Note: In both situations, a copy of the annotated ABN must be provided to the beneficiary as soon as possible.

BENEFICIARY REFUSES TO COMPLETE OR SIGN THE NOTICE
If the beneficiary refuses to choose an option and/or refuses to sign the ABN, the health care provider should annotate the original copy of the ABN indicating the refusal to sign and may list witness(es) to the refusal on the notice, although this is not required. If a beneficiary refuses to sign a properly delivered ABN, the health care provider should consider not furnishing the item/service, unless the consequences (health and safety of the beneficiary, or civil liability in case of harm) are such that this is not an option.

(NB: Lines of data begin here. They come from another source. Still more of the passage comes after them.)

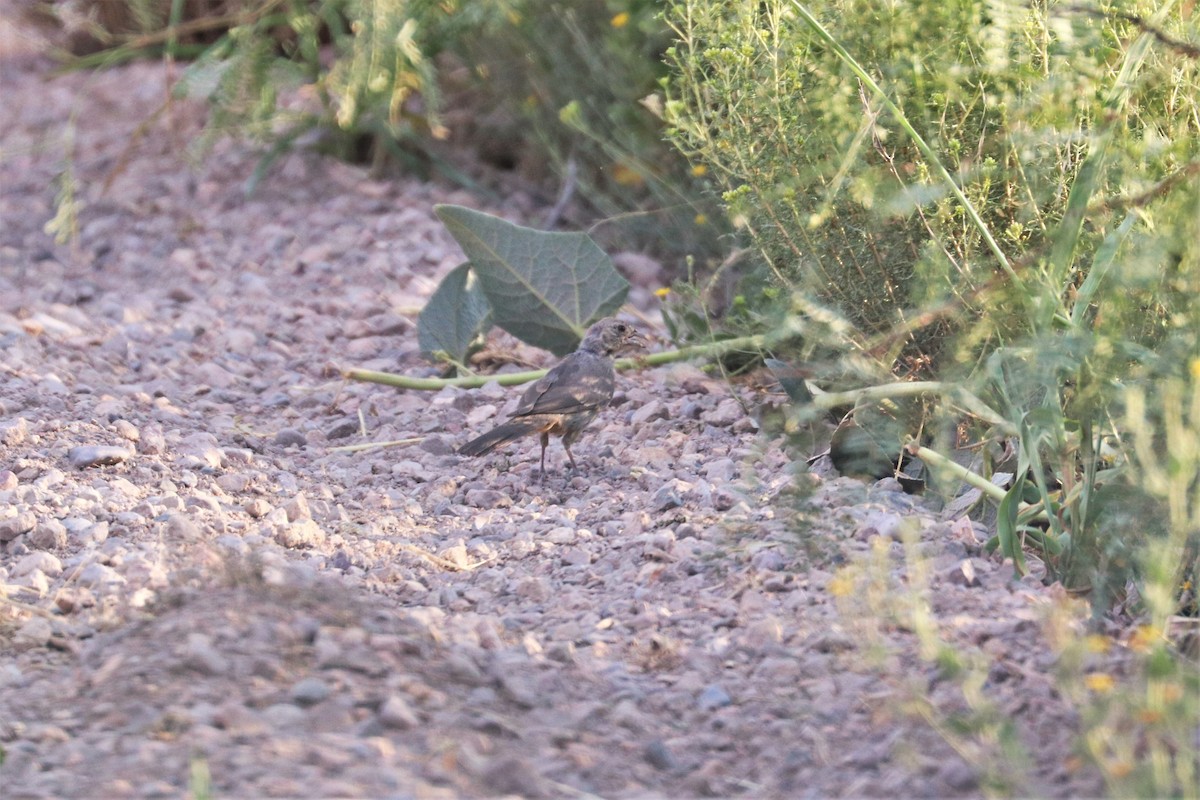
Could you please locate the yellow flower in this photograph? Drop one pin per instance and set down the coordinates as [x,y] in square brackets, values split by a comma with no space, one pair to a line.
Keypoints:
[1150,716]
[843,584]
[627,176]
[1143,638]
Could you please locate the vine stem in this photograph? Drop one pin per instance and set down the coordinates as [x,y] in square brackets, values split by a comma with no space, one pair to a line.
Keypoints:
[515,378]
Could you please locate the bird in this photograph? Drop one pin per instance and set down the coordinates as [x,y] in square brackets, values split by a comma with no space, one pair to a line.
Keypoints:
[569,397]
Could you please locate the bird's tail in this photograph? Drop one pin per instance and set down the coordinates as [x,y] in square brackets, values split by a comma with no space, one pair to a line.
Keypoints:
[499,435]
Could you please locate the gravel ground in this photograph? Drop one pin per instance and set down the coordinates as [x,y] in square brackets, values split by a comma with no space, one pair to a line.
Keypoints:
[199,582]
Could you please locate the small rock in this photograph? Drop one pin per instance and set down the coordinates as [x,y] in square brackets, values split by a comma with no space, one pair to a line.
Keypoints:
[964,575]
[342,429]
[153,440]
[35,632]
[726,413]
[487,499]
[126,429]
[310,691]
[303,533]
[13,527]
[285,716]
[880,523]
[181,529]
[289,437]
[959,776]
[396,713]
[576,557]
[99,576]
[666,498]
[660,757]
[712,698]
[13,432]
[720,470]
[763,632]
[48,535]
[41,560]
[437,445]
[97,456]
[298,509]
[258,507]
[203,656]
[652,410]
[93,533]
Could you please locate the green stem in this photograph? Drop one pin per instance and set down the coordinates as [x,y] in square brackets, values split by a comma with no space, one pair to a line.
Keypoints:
[515,378]
[925,150]
[935,459]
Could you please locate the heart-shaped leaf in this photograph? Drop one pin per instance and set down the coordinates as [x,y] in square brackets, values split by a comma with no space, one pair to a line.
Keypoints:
[455,316]
[544,288]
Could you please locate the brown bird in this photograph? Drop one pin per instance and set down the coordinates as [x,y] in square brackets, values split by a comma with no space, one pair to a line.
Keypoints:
[568,397]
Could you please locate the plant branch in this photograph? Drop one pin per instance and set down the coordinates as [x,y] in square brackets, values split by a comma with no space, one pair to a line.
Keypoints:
[515,378]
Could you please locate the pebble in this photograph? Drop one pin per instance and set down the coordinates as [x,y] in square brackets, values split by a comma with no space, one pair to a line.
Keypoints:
[289,438]
[396,713]
[660,757]
[202,656]
[310,691]
[97,456]
[17,525]
[712,698]
[13,432]
[34,632]
[41,560]
[48,535]
[303,533]
[97,576]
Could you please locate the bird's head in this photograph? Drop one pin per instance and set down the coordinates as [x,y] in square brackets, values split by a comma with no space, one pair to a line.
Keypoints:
[613,337]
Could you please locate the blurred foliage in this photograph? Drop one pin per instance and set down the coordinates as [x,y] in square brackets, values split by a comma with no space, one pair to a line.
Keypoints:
[1001,196]
[551,91]
[844,206]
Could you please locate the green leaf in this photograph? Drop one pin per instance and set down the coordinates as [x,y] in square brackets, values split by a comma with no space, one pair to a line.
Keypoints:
[455,316]
[1007,528]
[545,288]
[791,379]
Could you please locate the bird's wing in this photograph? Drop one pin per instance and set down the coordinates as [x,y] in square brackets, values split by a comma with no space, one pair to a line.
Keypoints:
[583,382]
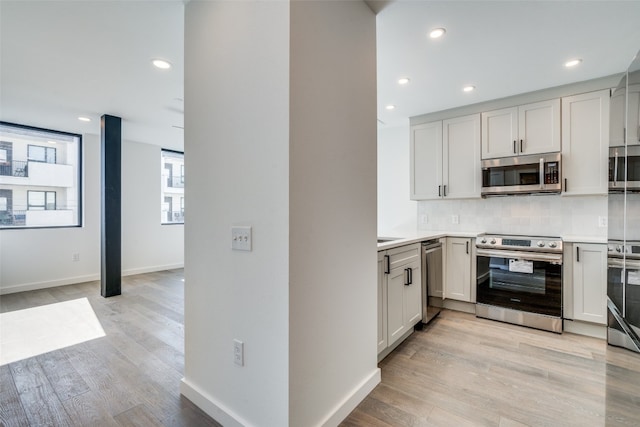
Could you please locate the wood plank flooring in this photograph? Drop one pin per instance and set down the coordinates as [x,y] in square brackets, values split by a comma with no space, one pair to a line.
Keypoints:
[459,371]
[130,377]
[465,371]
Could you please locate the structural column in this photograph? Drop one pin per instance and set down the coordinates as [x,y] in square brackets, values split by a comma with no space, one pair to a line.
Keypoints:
[110,211]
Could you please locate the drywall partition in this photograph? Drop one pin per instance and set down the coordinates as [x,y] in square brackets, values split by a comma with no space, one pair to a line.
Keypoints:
[396,212]
[236,166]
[332,204]
[41,258]
[280,134]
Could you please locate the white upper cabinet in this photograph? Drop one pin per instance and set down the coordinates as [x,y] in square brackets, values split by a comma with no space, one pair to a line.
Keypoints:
[461,157]
[426,161]
[445,159]
[585,145]
[526,129]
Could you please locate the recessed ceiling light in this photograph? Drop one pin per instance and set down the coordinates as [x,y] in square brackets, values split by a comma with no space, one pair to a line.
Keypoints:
[572,63]
[437,33]
[161,63]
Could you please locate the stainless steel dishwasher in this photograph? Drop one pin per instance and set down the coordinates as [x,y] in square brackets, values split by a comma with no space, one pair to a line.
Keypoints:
[431,279]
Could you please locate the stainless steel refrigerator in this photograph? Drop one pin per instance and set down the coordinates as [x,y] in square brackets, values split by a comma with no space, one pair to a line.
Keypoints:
[623,273]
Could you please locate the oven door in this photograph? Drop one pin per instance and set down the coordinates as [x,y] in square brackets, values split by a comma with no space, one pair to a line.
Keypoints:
[525,281]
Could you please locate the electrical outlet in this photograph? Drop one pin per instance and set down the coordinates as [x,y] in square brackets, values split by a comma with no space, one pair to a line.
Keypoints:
[238,352]
[602,221]
[241,238]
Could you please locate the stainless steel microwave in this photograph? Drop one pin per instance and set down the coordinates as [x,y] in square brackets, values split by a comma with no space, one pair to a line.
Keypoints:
[624,169]
[522,175]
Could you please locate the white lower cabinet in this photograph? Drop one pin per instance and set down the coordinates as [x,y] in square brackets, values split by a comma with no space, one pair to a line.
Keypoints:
[459,257]
[399,293]
[585,282]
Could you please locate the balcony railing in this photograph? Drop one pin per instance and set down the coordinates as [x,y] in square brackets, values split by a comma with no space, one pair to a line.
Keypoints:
[14,168]
[13,218]
[175,182]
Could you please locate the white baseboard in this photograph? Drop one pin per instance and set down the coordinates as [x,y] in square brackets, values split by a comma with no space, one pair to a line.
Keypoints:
[142,270]
[210,406]
[353,399]
[48,284]
[227,418]
[81,279]
[585,328]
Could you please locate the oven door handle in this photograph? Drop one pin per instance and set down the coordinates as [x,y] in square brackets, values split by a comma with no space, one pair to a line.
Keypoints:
[526,256]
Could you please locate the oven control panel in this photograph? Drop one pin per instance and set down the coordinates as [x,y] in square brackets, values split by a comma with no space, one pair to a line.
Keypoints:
[546,244]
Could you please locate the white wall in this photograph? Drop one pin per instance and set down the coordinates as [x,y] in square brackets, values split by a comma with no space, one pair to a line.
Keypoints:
[536,215]
[333,253]
[40,258]
[280,134]
[396,213]
[237,173]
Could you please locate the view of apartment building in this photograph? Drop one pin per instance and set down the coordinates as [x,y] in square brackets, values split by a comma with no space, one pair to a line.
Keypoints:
[39,177]
[172,187]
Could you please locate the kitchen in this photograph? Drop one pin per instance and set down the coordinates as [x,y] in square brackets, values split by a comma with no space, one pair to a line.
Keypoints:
[295,291]
[570,217]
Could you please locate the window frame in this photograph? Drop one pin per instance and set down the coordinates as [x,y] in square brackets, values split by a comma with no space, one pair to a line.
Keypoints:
[70,138]
[169,184]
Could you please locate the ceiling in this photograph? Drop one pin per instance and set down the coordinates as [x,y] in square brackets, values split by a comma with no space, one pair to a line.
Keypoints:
[64,59]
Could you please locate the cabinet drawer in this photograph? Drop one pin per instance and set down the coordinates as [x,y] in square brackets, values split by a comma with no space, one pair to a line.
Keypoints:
[403,255]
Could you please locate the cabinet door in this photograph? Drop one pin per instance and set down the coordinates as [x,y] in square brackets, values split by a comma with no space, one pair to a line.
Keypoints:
[617,117]
[499,133]
[461,157]
[426,161]
[396,326]
[457,283]
[585,148]
[590,283]
[382,302]
[539,127]
[413,296]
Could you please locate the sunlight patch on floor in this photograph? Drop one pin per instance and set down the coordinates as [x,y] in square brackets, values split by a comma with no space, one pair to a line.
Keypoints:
[33,331]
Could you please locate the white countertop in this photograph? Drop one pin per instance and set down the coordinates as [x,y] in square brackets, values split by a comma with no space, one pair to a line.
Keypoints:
[407,239]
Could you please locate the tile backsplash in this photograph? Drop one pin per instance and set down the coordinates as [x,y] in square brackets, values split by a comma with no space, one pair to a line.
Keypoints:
[537,215]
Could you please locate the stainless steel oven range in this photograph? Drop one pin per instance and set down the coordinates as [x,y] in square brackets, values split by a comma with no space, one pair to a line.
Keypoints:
[519,280]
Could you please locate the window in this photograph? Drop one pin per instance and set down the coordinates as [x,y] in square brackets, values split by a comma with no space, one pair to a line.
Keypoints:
[40,177]
[38,153]
[172,184]
[41,200]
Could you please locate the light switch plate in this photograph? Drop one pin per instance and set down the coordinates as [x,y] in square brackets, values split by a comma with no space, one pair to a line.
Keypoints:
[241,238]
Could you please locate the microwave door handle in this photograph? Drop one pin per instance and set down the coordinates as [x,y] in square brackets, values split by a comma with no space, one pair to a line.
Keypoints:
[615,170]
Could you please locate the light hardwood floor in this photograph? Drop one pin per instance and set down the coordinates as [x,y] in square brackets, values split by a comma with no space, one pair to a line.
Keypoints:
[459,371]
[130,377]
[465,371]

ABN FOR AN EXTENDED COURSE OF TREATMENT

An ABN is not needed every time for an extended course of treatment. A single ABN covering an extended course of treatment is acceptable, if the ABN identifies all items/services and duration of the period of treatment for which the health care provider believes Medicare will not pay. If the health care provider believes Medicare will deny additional services furnished during the course of treatment, a separate ABN is needed.
A single ABN for an extended course of treatment is valid for one year.